Figure 3 Audio and video synchronization process
First, the current video latency Current_video_delay, the sum of Video_jitter_delay,decode_delay and Render_delay, is obtained from Videoreceiver. The current audio delay current_audio_delay, the sum of Audio_jitter_delay and Playout_delay, is then obtained from Voevideosyncimpl.
Then, the audio and video updates their measure respectively with their respective rtp_rtcp and Rtp_receiver. The basic operation includes: obtaining the RTP timestamp Latest_timestamp of the newest received RTP message from Rtp_receiver and corresponding local receiving time Latest_receive_time_ms, obtaining the latest received RTCP from RTP_RTCP NTP time and RTP timestamp in SR messages. The data is then stored in the measure. Note the NTP time and RTP timestamp in the latest two pairs of RTCP SR messages are stored in measure to calculate the sampling frequency of the media stream in the next step.
Next, calculate the relative latency of the latest received audio and video data. The basic process is as follows: first get the latest RTP time stamp latest_timestamp corresponding NTP time latest_capture_time. Here we use the NTP time and the RTP timestamp timestamp of the Latest_timestamp and RTCP SR stored in the measure, the sampling frequency frequency is obtained by two pairs of numerical calculations, and then there is Latest_capture_time = Latest_timestamp/frequency, the sampling time in milliseconds is obtained. Finally get the relative delay of the audio and video:
Relative_delay = Video_measure.latest_receive_time_ms-
Audio_measure.latest_receive_time_ms-
(Video_last_capture_time-audio_last_capture_time);
So far, we've got three important parameters: Video Current latency current_video_delay, audio current latency current_audio_delay, and relative latency relative_delay.

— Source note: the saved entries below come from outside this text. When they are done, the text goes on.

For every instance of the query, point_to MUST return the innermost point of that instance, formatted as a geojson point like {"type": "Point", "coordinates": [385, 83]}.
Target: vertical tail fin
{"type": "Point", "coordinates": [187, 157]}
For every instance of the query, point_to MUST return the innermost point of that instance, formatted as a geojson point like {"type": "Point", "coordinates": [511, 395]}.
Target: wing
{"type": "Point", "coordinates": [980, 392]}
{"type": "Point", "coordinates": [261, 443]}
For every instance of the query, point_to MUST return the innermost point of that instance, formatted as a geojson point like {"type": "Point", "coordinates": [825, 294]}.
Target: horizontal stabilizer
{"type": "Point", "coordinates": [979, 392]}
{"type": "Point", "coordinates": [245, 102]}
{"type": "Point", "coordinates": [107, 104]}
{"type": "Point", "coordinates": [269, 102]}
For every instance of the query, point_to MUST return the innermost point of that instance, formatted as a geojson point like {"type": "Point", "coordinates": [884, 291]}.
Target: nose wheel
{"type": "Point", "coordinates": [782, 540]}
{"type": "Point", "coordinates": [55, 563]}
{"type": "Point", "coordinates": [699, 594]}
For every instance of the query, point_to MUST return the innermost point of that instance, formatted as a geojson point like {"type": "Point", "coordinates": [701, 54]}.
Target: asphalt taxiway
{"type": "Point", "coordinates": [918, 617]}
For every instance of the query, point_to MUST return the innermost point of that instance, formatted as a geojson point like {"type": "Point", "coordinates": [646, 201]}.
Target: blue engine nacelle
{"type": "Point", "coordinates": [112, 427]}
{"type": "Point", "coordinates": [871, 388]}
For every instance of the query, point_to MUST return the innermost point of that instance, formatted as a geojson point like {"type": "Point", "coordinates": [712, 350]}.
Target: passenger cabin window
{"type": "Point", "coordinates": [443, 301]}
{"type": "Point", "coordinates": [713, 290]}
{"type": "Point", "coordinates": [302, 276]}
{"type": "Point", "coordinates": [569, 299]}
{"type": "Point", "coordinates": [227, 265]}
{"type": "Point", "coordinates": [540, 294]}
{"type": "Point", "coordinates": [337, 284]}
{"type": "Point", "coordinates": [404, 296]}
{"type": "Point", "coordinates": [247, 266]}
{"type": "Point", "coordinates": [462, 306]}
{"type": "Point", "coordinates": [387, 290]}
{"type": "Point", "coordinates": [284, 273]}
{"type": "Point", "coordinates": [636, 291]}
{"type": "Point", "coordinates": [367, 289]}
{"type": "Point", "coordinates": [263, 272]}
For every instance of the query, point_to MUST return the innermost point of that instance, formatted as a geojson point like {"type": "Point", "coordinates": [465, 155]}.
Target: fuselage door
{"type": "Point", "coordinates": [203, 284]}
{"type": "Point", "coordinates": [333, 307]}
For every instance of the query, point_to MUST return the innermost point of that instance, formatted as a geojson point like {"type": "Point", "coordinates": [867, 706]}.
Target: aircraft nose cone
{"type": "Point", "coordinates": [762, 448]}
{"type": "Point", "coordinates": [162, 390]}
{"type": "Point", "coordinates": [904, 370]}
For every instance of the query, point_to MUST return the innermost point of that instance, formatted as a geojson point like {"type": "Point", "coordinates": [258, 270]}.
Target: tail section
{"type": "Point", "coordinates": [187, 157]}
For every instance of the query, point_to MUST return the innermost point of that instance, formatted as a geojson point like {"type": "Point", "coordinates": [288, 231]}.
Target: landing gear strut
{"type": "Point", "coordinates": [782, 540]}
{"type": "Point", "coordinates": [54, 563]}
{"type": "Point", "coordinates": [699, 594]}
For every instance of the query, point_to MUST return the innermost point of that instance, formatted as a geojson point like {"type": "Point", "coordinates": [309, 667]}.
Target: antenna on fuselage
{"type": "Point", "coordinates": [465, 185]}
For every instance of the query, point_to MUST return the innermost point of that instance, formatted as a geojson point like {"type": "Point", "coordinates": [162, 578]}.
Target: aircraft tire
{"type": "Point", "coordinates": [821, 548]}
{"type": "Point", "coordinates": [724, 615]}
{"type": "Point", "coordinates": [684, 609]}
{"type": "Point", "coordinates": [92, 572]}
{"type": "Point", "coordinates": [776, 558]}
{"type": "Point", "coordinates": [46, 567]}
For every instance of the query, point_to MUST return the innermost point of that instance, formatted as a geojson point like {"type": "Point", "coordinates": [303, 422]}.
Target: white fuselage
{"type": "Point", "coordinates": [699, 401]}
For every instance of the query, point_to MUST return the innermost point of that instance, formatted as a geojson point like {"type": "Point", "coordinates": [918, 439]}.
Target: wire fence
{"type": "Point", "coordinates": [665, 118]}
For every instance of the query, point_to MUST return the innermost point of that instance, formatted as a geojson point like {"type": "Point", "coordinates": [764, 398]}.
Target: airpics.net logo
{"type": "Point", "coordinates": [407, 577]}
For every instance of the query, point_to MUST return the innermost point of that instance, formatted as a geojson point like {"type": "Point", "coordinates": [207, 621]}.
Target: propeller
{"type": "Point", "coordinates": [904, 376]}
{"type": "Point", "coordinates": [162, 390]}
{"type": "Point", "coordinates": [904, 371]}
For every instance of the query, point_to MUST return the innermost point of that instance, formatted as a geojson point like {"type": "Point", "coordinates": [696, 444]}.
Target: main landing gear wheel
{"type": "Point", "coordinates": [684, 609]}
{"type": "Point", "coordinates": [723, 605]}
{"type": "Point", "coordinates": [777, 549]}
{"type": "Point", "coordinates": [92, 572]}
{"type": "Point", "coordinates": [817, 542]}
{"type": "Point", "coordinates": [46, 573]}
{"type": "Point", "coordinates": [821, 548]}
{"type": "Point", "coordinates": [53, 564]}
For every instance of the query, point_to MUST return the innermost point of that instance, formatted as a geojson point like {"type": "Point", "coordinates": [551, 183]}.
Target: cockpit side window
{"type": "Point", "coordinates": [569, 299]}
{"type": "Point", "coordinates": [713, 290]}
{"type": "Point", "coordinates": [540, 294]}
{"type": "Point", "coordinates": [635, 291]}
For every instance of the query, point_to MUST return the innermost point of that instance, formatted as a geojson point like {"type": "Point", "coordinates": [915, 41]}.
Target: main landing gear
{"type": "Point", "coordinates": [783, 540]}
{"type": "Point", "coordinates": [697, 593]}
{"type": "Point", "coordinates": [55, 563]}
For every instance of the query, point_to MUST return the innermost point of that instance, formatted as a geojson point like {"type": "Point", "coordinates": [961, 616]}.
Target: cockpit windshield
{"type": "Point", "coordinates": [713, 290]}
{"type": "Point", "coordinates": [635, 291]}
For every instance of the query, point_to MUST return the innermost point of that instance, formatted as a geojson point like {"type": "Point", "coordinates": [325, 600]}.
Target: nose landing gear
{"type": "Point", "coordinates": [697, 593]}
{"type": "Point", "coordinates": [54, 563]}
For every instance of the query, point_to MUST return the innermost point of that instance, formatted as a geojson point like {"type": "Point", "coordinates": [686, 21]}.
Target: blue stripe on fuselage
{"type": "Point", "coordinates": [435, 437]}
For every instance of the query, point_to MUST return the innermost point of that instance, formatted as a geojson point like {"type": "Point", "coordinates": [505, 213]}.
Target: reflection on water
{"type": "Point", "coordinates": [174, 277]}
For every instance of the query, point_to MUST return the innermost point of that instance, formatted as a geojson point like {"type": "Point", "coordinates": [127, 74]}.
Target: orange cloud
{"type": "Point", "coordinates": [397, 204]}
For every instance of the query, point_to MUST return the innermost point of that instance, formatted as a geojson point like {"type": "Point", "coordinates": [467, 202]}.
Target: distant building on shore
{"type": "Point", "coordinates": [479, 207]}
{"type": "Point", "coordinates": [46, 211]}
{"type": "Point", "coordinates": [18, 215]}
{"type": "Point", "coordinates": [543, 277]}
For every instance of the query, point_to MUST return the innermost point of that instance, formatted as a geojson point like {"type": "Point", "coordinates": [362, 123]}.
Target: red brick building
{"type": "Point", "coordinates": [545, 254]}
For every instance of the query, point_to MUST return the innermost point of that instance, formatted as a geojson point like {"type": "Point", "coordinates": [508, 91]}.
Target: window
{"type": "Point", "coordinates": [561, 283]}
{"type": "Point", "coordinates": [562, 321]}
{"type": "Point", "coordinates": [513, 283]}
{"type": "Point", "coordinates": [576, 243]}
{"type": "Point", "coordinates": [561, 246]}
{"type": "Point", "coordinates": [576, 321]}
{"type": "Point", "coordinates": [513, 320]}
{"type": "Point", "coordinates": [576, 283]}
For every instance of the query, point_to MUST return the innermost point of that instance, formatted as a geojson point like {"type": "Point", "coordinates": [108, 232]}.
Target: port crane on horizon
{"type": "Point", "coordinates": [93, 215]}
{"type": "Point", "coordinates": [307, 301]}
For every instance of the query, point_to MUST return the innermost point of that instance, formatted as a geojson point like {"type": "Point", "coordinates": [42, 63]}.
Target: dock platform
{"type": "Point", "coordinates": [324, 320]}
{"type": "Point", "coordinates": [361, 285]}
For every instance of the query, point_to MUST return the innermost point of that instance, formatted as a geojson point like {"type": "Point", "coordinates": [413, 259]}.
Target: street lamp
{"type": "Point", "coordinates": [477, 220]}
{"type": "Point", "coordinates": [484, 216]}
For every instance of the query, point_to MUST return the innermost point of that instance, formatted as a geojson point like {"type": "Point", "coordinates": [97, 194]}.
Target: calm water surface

The following three parameters are used to compute the target delay of the audio and video: First compute the total relative delay Current_diff = Current_video_delay–current_audio_delay + Relative_delay, and calculate the weighted average value according to the historical value. If Current_diff > 0 indicates that the current video latency is longer than the audio delay, you need to reduce the video latency or increase the audio latency, or you may need to increase the video latency or reduce the video latency If you are currently < 0. After this adjustment, we get the audio and video target delay Audio_target_delay and Video_target_delay.
Finally, we set the target delay Audio_target_delay and Video_target_delay respectively to the audio and video module, as the lower bound value of future rendering delay. So far, one audio and video sync operation is complete. This operation is performed periodically in the Moduleprocessthread thread.
Summing up the detailed analysis of the implementation of WEBRTC internal audio and video synchronization, including the production of RTP timestamp, RTCP SR message Construction, send and receive, audio and video synchronization initialization and synchronization process. Through this paper, the RTP protocol, streaming media communication and audio and video synchronization have a more in-depth understanding.